Tuberculosis is an important public health problem in many resource-limited countries and also a common “opportunistic infection” in HIV infected individuals.
With time, as the use of antiretroviral drugs increases, it is likely that the concurrent treatment of these two infections will become more frequent.
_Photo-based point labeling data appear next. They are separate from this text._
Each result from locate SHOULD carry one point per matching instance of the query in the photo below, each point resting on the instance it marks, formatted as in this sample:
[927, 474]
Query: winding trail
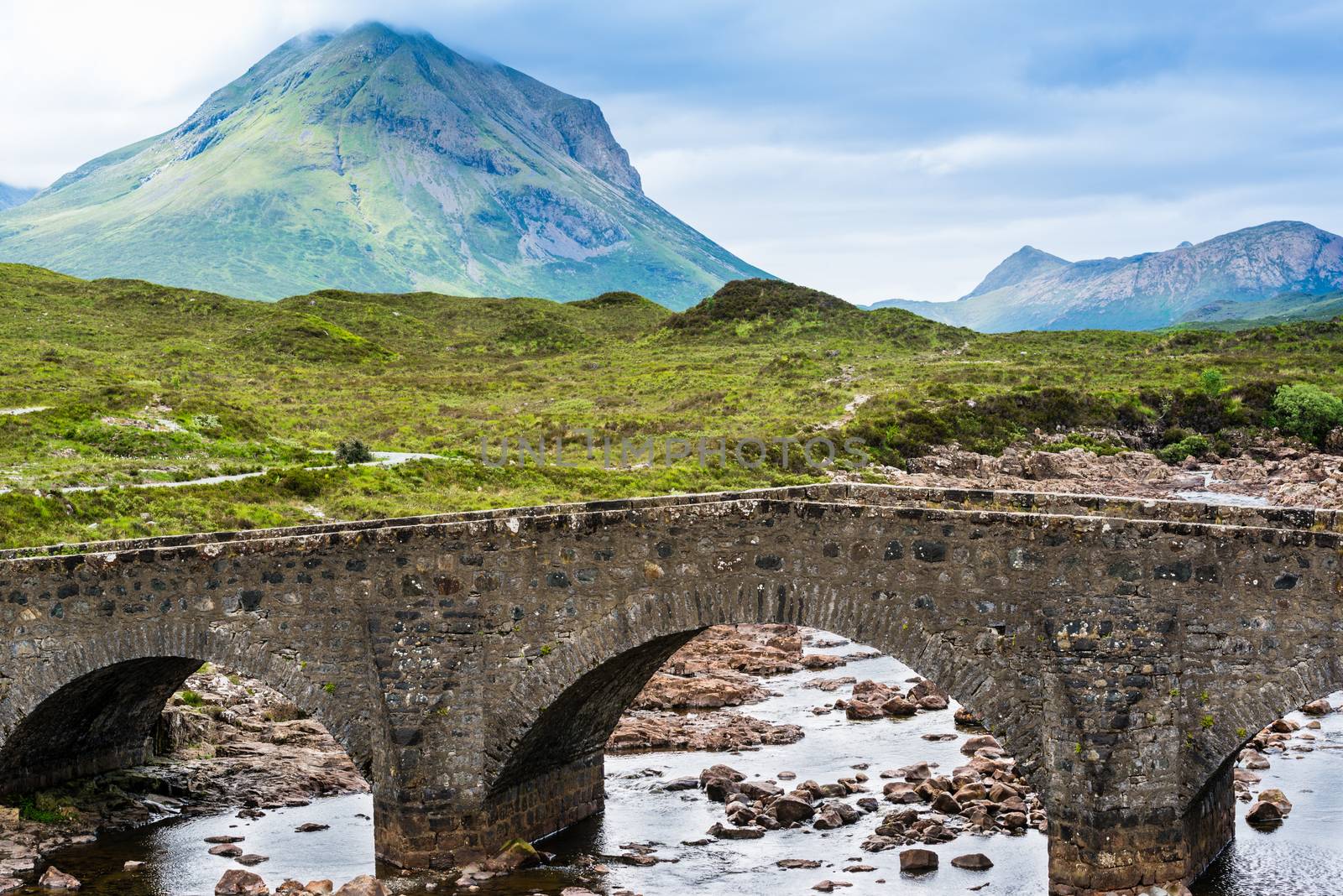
[380, 459]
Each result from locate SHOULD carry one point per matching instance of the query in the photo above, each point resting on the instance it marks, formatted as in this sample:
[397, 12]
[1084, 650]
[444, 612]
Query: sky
[870, 148]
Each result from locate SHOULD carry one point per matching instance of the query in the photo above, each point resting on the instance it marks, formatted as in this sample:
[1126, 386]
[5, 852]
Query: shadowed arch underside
[477, 662]
[98, 721]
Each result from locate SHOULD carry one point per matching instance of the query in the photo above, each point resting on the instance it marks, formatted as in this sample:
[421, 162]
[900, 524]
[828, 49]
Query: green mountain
[378, 161]
[1189, 284]
[13, 196]
[124, 383]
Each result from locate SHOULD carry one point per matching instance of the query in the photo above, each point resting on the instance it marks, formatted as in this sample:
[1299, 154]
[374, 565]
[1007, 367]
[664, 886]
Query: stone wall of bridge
[474, 664]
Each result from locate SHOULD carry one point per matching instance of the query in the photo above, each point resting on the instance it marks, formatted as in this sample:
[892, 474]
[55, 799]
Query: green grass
[225, 385]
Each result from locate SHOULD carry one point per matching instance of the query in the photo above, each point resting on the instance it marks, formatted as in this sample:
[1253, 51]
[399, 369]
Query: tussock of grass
[248, 385]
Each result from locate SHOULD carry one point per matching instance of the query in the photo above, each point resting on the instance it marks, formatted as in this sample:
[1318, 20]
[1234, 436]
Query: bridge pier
[1127, 851]
[474, 665]
[449, 835]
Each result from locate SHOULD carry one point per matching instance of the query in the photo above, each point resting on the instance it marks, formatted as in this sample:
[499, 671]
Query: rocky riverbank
[1275, 471]
[233, 745]
[226, 743]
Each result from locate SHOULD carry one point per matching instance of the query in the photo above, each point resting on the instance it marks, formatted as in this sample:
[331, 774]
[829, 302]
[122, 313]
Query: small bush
[1213, 383]
[44, 810]
[353, 451]
[1307, 411]
[1193, 445]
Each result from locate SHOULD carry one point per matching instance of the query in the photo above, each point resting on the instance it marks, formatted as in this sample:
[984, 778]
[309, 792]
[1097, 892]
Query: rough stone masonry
[474, 664]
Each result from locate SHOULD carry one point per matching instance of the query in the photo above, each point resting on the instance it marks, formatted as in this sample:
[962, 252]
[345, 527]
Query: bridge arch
[94, 706]
[566, 711]
[465, 649]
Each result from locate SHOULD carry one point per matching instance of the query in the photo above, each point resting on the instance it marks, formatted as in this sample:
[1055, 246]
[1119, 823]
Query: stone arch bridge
[474, 664]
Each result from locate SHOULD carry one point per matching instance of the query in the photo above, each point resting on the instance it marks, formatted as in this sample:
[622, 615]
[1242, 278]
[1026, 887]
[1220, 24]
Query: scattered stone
[1264, 813]
[974, 862]
[363, 886]
[980, 742]
[917, 860]
[735, 833]
[57, 879]
[792, 809]
[798, 862]
[241, 883]
[1278, 799]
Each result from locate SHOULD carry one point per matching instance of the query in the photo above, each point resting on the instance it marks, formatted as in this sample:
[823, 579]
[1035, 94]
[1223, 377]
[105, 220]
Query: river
[1304, 856]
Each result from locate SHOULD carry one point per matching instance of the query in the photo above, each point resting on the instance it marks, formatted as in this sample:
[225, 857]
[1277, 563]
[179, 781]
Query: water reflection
[1303, 856]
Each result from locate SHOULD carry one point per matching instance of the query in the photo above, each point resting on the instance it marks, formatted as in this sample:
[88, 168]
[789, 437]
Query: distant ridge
[1034, 290]
[13, 196]
[379, 161]
[1020, 266]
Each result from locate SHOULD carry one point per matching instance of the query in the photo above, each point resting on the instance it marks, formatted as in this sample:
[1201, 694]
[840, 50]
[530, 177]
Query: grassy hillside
[148, 384]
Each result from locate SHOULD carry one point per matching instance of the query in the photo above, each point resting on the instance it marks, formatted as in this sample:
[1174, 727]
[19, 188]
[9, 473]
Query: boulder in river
[973, 862]
[1264, 813]
[363, 886]
[1278, 799]
[792, 809]
[241, 883]
[917, 860]
[57, 879]
[798, 862]
[723, 832]
[978, 742]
It has been suggested that in resource limited settings, patients with active tuberculosis should not commence ART until chemotherapy for tuberculosis has been completed. While this would greatly simplify treatment regimens and enhance adherence, the effects of this approach on the overall outcomes of treatment have not been fully evaluated and further research is needed.
In general, the treatment of tuberculosis should be in accordance with the recommendations of the National Tuberculosis Programme in each country.1
1Treatment of Tuberculosis: Guidelines for National Programmes. World Health Organisation. 2nd Edition 1997.
Since rifabutin is often not available in resource limited countries, the following are possible options for the treatment of tuberculosis in patients receiving ART, which are drawn from published guidelines.2,3
2Safe and effective use of antiretrovirals. Module 4, Guidance Modules on Antiretroviral Treatments. World Health Organisation. WHO/ASD/98.1
3Updated Guidelines for the Use of Rifabutin or Rifampin for the Treatment and Prevention of Tuberculosis Among HIV-Infected Patients Taking Protease Inhibitors or Nonnucleoside Reverse Transcriptase Inhibitors. MMWR March 10, 2000/49 (9); 185-9
Possible options for ART in patients with active Tuberculosis (TB)
• Defer ART until TB treatment is completed
• Defer ART until ‘the continuation phase’ of treatment for TB and use ethambutol + isoniazid as continuation.
• Treat TB with rifampin containing regimen and use ritonavir + 2 NRTIs*
• Treat TB with rifampin containing regimen and use ritonavir/saquinavir + 2 NRTIs*
• Treat TB with rifampin containing regimen and use efavirenz + 2 NRTIs*
• Treat TB with rifampin containing regimen and use a 2 NRTIs regimen, then change to maximally suppressive ART once TB treatment is completed.
* Clinical experience and pharmacokinetic data on these combinations are still limited.
3.6.2. INTERACTIONS WITH DRUGS COMMONLY USED FOR THE PREVENTION AND TREATMENT OF OIs
Trimethoprim/sulfamethoxazole, ganciclovir and hydroxyurea can potentially cause additive haematologic toxicity when given together with zidovudine. In these situations, careful monitoring of haematologic indices is necessary.
Dapsone, may lead to additive neurotoxicity when used together with stavudine, zalcitabine, and didanosine.
The antifungal agents ketoconazole and fluconazole may inhibit the metabolism of Protease Inhibitors and the resultant increase in the serum levels of PIs, increases the risk of toxicity.